Why the Fed's revised 2026 outlook matters for Forex traders

The change in the dot plot and higher PCE forecasts alter the market's baseline for interest-rate expectations. Currency markets price on expected differences in policy paths across economies, so a stronger late-2026 federal funds projection may affect how traders view the relative appeal of dollar assets. Futures and other interest-rate instruments may reflect the revised outlook as participants reassess the timing and extent of future rate moves. At the same time, a lifted PCE projection signals that inflation may remain more persistent than previously expected, which feeds into that reassessment.

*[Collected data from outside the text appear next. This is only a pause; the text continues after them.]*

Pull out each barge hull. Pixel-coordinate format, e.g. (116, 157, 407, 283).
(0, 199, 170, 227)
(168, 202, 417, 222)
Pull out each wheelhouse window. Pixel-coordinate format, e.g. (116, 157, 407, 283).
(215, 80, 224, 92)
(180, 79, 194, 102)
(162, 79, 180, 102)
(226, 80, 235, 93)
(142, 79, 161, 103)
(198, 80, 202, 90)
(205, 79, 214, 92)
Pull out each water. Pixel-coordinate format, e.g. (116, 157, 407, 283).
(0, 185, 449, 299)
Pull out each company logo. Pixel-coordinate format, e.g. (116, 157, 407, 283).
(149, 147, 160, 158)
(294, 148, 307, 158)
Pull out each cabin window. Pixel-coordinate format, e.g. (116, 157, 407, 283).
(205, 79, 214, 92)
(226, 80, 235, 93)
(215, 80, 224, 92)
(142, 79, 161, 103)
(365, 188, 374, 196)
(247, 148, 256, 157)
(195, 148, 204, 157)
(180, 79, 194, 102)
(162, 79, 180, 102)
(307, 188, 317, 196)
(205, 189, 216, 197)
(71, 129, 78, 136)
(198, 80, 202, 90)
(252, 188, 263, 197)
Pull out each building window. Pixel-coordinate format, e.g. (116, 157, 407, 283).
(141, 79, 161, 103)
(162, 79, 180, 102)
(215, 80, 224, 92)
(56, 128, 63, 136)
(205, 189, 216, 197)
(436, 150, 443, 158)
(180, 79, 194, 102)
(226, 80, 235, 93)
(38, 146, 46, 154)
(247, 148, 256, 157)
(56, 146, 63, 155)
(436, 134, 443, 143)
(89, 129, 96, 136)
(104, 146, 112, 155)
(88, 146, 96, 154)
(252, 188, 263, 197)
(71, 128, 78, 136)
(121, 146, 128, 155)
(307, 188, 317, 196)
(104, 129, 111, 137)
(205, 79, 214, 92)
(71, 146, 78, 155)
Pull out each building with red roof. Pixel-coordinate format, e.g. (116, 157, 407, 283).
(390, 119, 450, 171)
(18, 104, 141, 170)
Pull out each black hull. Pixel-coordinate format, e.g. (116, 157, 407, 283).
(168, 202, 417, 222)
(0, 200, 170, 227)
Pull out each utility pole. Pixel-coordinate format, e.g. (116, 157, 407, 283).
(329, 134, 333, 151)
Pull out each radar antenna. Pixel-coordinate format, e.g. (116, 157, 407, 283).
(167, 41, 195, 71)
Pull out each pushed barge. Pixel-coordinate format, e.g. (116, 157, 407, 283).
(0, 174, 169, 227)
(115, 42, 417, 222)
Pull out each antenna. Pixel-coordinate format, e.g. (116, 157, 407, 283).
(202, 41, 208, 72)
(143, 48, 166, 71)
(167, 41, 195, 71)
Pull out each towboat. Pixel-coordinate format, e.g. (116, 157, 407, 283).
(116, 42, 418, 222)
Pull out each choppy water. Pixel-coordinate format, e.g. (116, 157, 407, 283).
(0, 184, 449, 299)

FX and cross-asset implications to monitor

  • US Dollar and DXY: Markets may remain sensitive to the Fed's hawkish tilt; revisions in rate expectations often influence the dollar's relative strength as yields and policy differentials are repriced.
  • Major pairs: EUR/USD, GBP/USD and USD/JPY may be influenced by any shifts in dollar risk premia as traders reassess monetary policy trajectories between the United States and other economies.
  • US Treasury yields and gold: The updated Fed outlook may be associated with firmer Treasury yields and may affect gold's appeal as an inflation hedge or carry alternative, depending on prevailing rate expectations.

Markets will likely focus on how quickly futures pricing adjusts to the new dot plot and PCE projections. Traders will also watch upcoming US economic releases and communications from the FOMC for further guidance on the persistence of inflation and the Fed's path for policy, as these signals will help determine how currency and interest-rate markets digest the revised outlook.